© FAO/Alessandra Benedetti © FAO/ Alessandra Benedetti
 

Concepts clés

 

Les définitions, concepts-clés et résultats de l’étude furent développés au cours de deux ateliers, avec la participation d’experts de disciplines variées des centres CGIAR, de la FAO et des institutions de recherche nationales

1. Marchés

Les études menées dans les pays hôtes d'études de cas se concentrent sur les marchés  ruraux locaux où des semences sont échangées entre un acheteur et un vendeur dans une transaction volontaire. Des semences provenant des secteurs formel ou informel peuvent faire l'objet de la transaction (par exemple semences certifiées ou non certifiées). L’intérêt est centré sur les transactions de détail - par exemple l'agriculteur est l'acheteur des semences.

2. “Bassins de marchés ” (marketshed)

Nous définissons un “bassins de marchés ” comme la zone géographique dont la population a une relation commerciale réelle ou potentielle avec un centre de marché. Dans un “bassins de marchés ” il peut y avoir plusieurs points de vente de taille et de portée différentes, bien qu'en règle générale, l'un d'entre eux soit dominant en termes de dimension et de fonction. Nous utilisons le terme de “bassins de marchés ” dans le sens de système ou de réseau de flux de marchés dans une région donnée (ainsi ce n'est pas seulement une zone où sont situés quelques marchés  mais plutôt un réseau commercial avec des liens entre les points de vente).

3. Accès aux ressources génétiques de cultivars sur les marchés

Nous définissons l'accès par trois dimensions:
a) disponibilité physique,
b) information
c) coûts.

La diversité génétique de cultivars constitue la mesure-clé de la disponibilité physique sur les marchés ruraux. Des données sur les noms de variétés, les caractères agro-morphologiques et économiques ainsi que la diversité génétique au niveau moléculaire ont été collectées et utilisées pour définir des mesures de la diversité au niveau du marché. Des documents sur l'information fournie par des   vendeurs à des acheteurs potentiels de semences ainsi que leur capacité à différencier les variétés ont servi de référence en ce qui concerne l’information qui circule sur le marché. Enfin les données sur les prix de vente, la disponibilité du crédit et les coûts de transaction ont servi de base pour l’estimation du coût.
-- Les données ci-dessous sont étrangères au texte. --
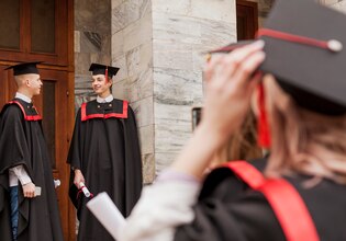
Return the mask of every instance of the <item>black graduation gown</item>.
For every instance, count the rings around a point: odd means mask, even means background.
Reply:
[[[40,116],[32,104],[14,99],[0,119],[0,233],[10,241],[9,168],[22,164],[41,196],[24,198],[19,185],[19,241],[62,241],[63,230],[52,165]]]
[[[265,165],[264,160],[252,163],[259,170]],[[306,180],[309,176],[304,175],[287,179],[305,202],[320,239],[346,240],[346,186],[324,180],[304,188],[302,183]],[[286,240],[264,195],[248,190],[227,168],[217,169],[207,177],[194,211],[196,219],[180,226],[175,240]]]
[[[107,192],[124,216],[129,216],[142,191],[142,161],[135,116],[126,101],[91,101],[79,108],[68,163],[80,169],[86,186],[97,195]],[[78,240],[113,240],[87,209],[71,172],[70,197],[80,221]]]

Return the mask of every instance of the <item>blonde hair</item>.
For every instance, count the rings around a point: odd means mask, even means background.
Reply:
[[[303,110],[272,77],[265,84],[271,131],[266,174],[301,173],[346,184],[346,115]]]

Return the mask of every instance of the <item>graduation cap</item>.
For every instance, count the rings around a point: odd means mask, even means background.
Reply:
[[[14,76],[21,76],[21,74],[26,74],[26,73],[37,73],[38,74],[38,69],[36,65],[41,64],[42,61],[34,61],[34,62],[22,62],[19,65],[10,66],[7,69],[13,69],[13,74]]]
[[[346,15],[314,0],[277,0],[257,37],[259,67],[272,73],[295,102],[326,115],[346,114]],[[232,51],[248,42],[212,53]]]
[[[298,105],[325,115],[346,114],[346,15],[314,0],[276,0],[257,37],[265,41],[259,67],[272,73]],[[213,53],[228,53],[248,42]],[[259,85],[258,141],[270,147],[269,127]]]
[[[109,77],[113,77],[119,71],[119,68],[112,66],[104,66],[100,64],[91,64],[89,71],[92,71],[92,76],[104,74]]]

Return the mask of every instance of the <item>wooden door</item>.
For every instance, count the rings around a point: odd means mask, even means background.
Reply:
[[[34,105],[43,116],[65,240],[75,240],[75,210],[68,199],[69,167],[66,164],[74,126],[74,1],[0,1],[0,107],[15,93],[12,70],[5,67],[43,61],[38,71],[42,93]]]
[[[253,39],[258,30],[257,2],[236,0],[237,39]]]

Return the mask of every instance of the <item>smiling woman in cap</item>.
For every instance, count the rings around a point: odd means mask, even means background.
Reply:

4. Bien-être des cultivateurs

Le projet analyse également l’influence de l’accès aux RGC sur la participation des cultivateurs au marché  de semences, leur utilisation des ressources génétiques à la ferme et le degré de prospérité/bien-être du foyer agricole. Le projet utilise une définition large du bien-être et inclut des indicateurs tels que la diversité du régime alimentaire, la résilience de la sécurité alimentaires, le patrimoine et les dépenses de consommation.

5. L'utilisation durable des ressources génétiques des cultivars

Nous définissons l'utilisation durable des ressources génétiques des cultivars comme: “Un   modèle d'utilisation des plantes et variétés qui engendrent trois types d’avantages principaux”:

- Avantages d'ordre privé  pour les fermiers par la consommation et les “services” de production que les ressources génétiques  (en interaction avec les facteurs humains et environnementaux) apportent aux fermiers

Avantages publics globaux  dans la réduction de l'érosion génétique (en maintenant les valeurs d’options génétiques) et

Avantages publics locaux  par la réduction de la vulnérabilité génétique (par accroissement de la résistance)

 

L'échelle à laquelle se réfèrent ces avantages varie. Dans la première catégorie, nous avons affaire aux avantages au niveau de la ferme. Pour les seconds, l'unité intéressée est une population dans le temps et pour la troisième l'échelle pertinente est régionale. Les échanges entre ces trois catégories d'avantages sont probables et leur évaluation est l'un des résultats escomptés de l'étude.